Tag: An edge

  • Slow Trader Fund

    Our Slow Trader fund has sat on the fence for a few months waiting for me. Not being a boom and bust trader, I have traded small whilst developing our ‘probability trading’ technique.

    A level of profitability through consistency has to be achieved before increasing trade size. The technique provides that, now it is up to me.

    It may seem a bit odd that I’ve moved away from trading a market, US stocks, that has increased this year as an index 20 percent or so. UK shares not so much at 6 or 8 percent as an index.

    To day-trade profitably I need to give it (day trading) all my attention. Having trades open in other areas and time frames were definitely a distraction for me.

    Why have I chosen day trading despite the many stories that tell us not to trade this way? Bizarrely, it is control. As a ‘probability’ trader, we accept that we are trading a market that is random. In other words, we accept that anything can happen.

    If we except that anything can happen, then we accept the risk. We accept that the market is only about a price that can go either up or down. In ‘probability trading’ we also accept that certain effects happen when lots of traders trade. Things happen that can give an observant trader an edge.

    Despite the simplicity described, it has taken me a couple of years to combine price action trading and money management, specific entry and exit techniques, and group it all together, test it exhaustively and call it probability trading.

    Fund contributors that think the share market, and particularly the US stock market, are to continue climbing throughout 2018 ought to withdraw their funds from Slow Trader and head that way.

    After all, that is the market, with you, that Slow Trader originally entered.

    If you stay in the Slow Trader fund, and to do so you don’t need to do anything else, you become part of a probability day-trader fund. Our advantage: we are not concerned about a good or a bad year for stocks and shares; we trade a currency pairing in the short-term, with an edge; with (to quote Mark Douglas) rigid rules and flexible expectations.

    We have developed a day trading strategy that allows us to take money consistently – day in, day out.  We scale-up though when we’re ready.

  • Trading methods that suit

    A serious trader or investor has to use a method that they understand and that gives them an advantage, an edge – no matter how small.

    That method, or way of trading, has to suit the traders personality. The method could be fast-moving, lower time frame, or slow-moving, higher timeframe. Or a combination of both.

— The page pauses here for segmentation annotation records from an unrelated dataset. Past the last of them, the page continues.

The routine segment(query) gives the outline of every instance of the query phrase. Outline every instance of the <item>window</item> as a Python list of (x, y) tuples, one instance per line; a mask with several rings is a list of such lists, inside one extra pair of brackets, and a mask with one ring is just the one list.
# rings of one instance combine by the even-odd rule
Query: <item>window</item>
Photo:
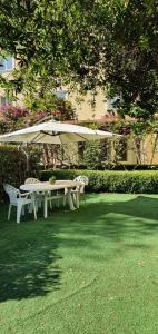
[(11, 71), (13, 66), (13, 57), (0, 58), (0, 72)]
[(61, 99), (61, 100), (67, 100), (68, 99), (68, 91), (67, 90), (63, 90), (63, 89), (60, 89), (60, 90), (57, 90), (55, 92), (55, 95)]

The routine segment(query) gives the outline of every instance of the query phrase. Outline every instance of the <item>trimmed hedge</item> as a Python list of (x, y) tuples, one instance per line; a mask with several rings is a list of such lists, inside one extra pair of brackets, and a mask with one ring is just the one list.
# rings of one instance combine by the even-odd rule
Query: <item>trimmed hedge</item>
[[(38, 173), (40, 155), (33, 149), (30, 153), (30, 170), (32, 176)], [(27, 177), (27, 161), (24, 154), (14, 145), (0, 145), (0, 202), (4, 196), (3, 183), (19, 188)]]
[(112, 171), (112, 170), (42, 170), (41, 180), (48, 180), (52, 175), (57, 179), (73, 179), (78, 175), (89, 178), (88, 191), (158, 194), (158, 171)]

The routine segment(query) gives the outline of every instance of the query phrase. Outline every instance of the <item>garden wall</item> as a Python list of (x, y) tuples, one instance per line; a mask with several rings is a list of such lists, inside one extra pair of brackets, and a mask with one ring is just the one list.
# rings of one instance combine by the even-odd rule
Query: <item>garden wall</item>
[(45, 170), (40, 173), (41, 180), (48, 180), (55, 175), (57, 179), (73, 179), (78, 175), (89, 177), (88, 191), (158, 194), (158, 170)]

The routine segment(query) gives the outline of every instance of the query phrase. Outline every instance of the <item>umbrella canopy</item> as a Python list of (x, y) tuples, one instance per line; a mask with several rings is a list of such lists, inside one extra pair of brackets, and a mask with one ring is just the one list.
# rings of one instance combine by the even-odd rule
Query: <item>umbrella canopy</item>
[(121, 137), (112, 132), (92, 130), (71, 124), (47, 121), (22, 130), (0, 136), (1, 143), (46, 143), (68, 144), (71, 141), (87, 141), (93, 139)]

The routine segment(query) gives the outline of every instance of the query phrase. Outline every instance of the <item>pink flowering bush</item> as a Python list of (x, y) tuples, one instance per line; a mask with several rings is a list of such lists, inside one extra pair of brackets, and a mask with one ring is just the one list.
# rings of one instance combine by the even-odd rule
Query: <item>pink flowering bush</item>
[(9, 105), (0, 108), (0, 134), (34, 125), (48, 116), (60, 121), (76, 118), (71, 104), (63, 100), (57, 101), (52, 110), (30, 110), (26, 107)]

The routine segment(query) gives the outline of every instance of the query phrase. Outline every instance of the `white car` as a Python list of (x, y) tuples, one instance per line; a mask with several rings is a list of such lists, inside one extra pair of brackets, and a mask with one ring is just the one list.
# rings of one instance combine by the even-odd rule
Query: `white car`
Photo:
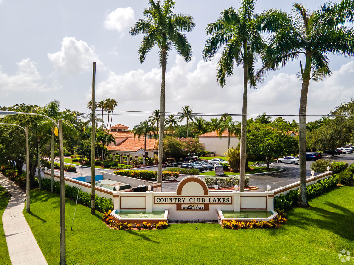
[(341, 150), (343, 152), (343, 154), (350, 154), (351, 153), (353, 153), (353, 152), (352, 150), (348, 148), (342, 147), (342, 148), (337, 148), (337, 149)]
[(208, 160), (207, 163), (210, 165), (215, 165), (218, 164), (220, 163), (227, 163), (227, 161), (224, 160), (222, 158), (213, 158), (212, 159)]
[(300, 163), (299, 159), (295, 157), (284, 157), (277, 158), (276, 161), (278, 163), (291, 163), (292, 164), (298, 164)]

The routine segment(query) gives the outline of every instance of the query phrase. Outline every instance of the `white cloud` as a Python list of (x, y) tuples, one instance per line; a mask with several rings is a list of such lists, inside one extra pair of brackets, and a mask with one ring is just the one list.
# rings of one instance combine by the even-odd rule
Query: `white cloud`
[(125, 8), (117, 8), (108, 14), (104, 25), (108, 29), (116, 30), (120, 33), (132, 26), (135, 22), (134, 10), (129, 6)]
[(93, 46), (90, 47), (82, 40), (75, 37), (63, 38), (60, 52), (48, 53), (48, 58), (57, 71), (73, 76), (92, 69), (92, 62), (96, 62), (96, 67), (103, 65), (95, 52)]
[[(178, 112), (182, 106), (189, 105), (197, 113), (241, 113), (243, 70), (236, 68), (233, 75), (227, 78), (226, 85), (221, 87), (215, 77), (219, 56), (218, 54), (206, 62), (197, 63), (194, 58), (187, 63), (177, 56), (174, 63), (171, 61), (173, 65), (169, 70), (167, 67), (166, 72), (166, 112)], [(326, 115), (330, 109), (354, 97), (354, 84), (351, 80), (353, 73), (354, 62), (350, 62), (334, 71), (331, 77), (323, 82), (310, 81), (308, 114)], [(138, 70), (119, 74), (111, 71), (105, 80), (97, 84), (96, 98), (98, 101), (115, 98), (119, 102), (116, 110), (152, 112), (160, 108), (161, 78), (161, 69), (154, 68), (147, 72)], [(301, 86), (302, 82), (295, 74), (280, 73), (258, 85), (257, 89), (249, 88), (247, 113), (297, 115)], [(91, 99), (88, 93), (88, 100)], [(114, 117), (114, 120), (116, 119), (116, 123), (125, 122), (132, 126), (149, 116), (120, 116)], [(210, 117), (204, 117), (207, 120)], [(298, 119), (296, 117), (285, 118), (290, 120)], [(309, 117), (308, 120), (315, 118)], [(234, 119), (240, 120), (240, 118), (235, 117)]]
[(48, 92), (56, 89), (44, 83), (37, 69), (36, 63), (29, 58), (16, 64), (18, 70), (9, 76), (0, 71), (0, 92), (2, 96), (8, 96), (19, 92), (26, 93)]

    Emotionally, the method has to suit too. For example, most traders are comfortable trading relatively large positions on slower moving, higher time frame trades such as daily, weekly or monthly charts; however, are less objective with such trades on lower time frame situations such as intraday (day-trading) opportunities.

    Once we sort our emotional tolerance we then need to consider our ability to manage such trades. Do we have the time and the skills necessary to trade lower time frame situations. This is where a trade entry and exit on say a ‘swing’ trade can play out in 10 chart bars or less – which on a 2-minute chart is 20 minutes. The same trade using a daily chart would take some 2 weeks.

    I use three clear trading methods with clear time frames. I feel that in each of the methods I have a small edge, and that is vital. The methods are:

    1. 30-year investing using detailed fundamental analysis of company figures. I’m primarily looking here at finding a company that is selling at half price or less and one that has been consistently excellent for many years (usually 10 years). The company, importantly, needs to be a company that will still be here, and profitable, in 30 years. The calculations took Nick and me over 9-months to develop.
    2. I trade gold, silver, copper, crude oil, treasury bonds and USD/CAD both long and short, and only trade on very specific signals. Each trade is held for several weeks. This is where I mainly trade the Slow Trader fund. The strategy here is sound, tested and profitable.
    3. Intraday trading of any stock, commodity, index or FX that suits – my favourite is GBP/USD. Skilfully, managerially and emotionally intraday trades are the most difficult. Intra day is also immensely time-consuming and takes many years to become consistently profitable.

    You will notice that each method avoids the market crash timeframe of 5 to 15 years. Where most investment and pension portfolios are positioned. Yes, the 30-year method will go through a few crashes during its investment period, but over 30 years the crashes simply provide a ‘dollar-cost-averaging’ opportunity to invest more. The only important crash in the 30-year method that is of concern is the last one. I appreciate that as its 30-years it may not be me making this decision!